Saturday, August 19, 2017

Russia Becomes Seventh Country in the Entire World Where It’s Dangerous to Own a Bible



Paul Goble

            Staunton, August 19 – Christianity Today recently published an article entitled “Six Countries in Which It is Dangerous to Own a Bible.” Now, a Rosbalt commentator says in an article entitled “The Bible has Lost to the Vampires,” Russia has become the seventh by an action “without precedent in the civilized world.”

            The six countries the American publication named are North Korea, Uzbekistan, Somalia, Libya, Morocco, and the Maldives.  In some of these, like North Korea and Uzbekistan, even possessing a Bible is against the law, and in Morocco, no one is allowed to have a Bible in Arabic translation.

            Russia has become the seventh in this list of dishonour, Anton Chivchalov says, as a result of a decision by a Vyborg court which held up a ban on the importation of a Bible as translated by the Jehovah’s Witnesses. It held that possessing such a Bible was an act of extremism and punishable as such (rosbalt.ru/posts/2017/08/18/1639575.html).

                “Nothing like this exists in any country of the civilized world,” the Rosbalt commentator continues. The Russian government wasn’t satisfied with declaring an entire religious denomination, the Jehovah’s Witnesses, extremist and banning it. Instead, Moscow took the next step and banned its Bible that has been disseminated in millions of copies around the world.

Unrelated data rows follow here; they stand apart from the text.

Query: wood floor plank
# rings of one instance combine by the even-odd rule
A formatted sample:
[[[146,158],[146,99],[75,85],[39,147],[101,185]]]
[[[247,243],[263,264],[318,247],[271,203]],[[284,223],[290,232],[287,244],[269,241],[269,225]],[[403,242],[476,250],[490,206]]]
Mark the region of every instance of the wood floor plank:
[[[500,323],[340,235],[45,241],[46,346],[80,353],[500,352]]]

            The court hearings, Chivchalov says, occurred in “an atmosphere of a surrealistic theater of the absurd.”  The court of a civil state got involved with assessing religious dogmas such as the Trinity and God’s names. “It turned out that the judge knew the answers to these questions,” however strange that may seem.

            The experts who testified for the prosecution presented information reflecting not a deep knowledge of religion but consisting of what can only be described as “plagiarism from Wikipedia.”  The judge rejected all objections by the defense. More than that, he ignored the laws of the Russian Federation governing evidence.

            What the experts who testified for the government are worth is reflected by their earlier actions.  They concluded in an earlier case that vampires were in no way extremist because interest in such things is “a normal phenomenon in particular subcultures. But for the Bible even subcultures are no justification.”

            In Russia today, the Rosbalt commentator says, “there is a place for the vampire subculture, but there cannot be a place for the subculture of readers of several translations of the Bible.” Consequently, one is forced to conclude that for Russians, “the Bible has lost to the vampires.”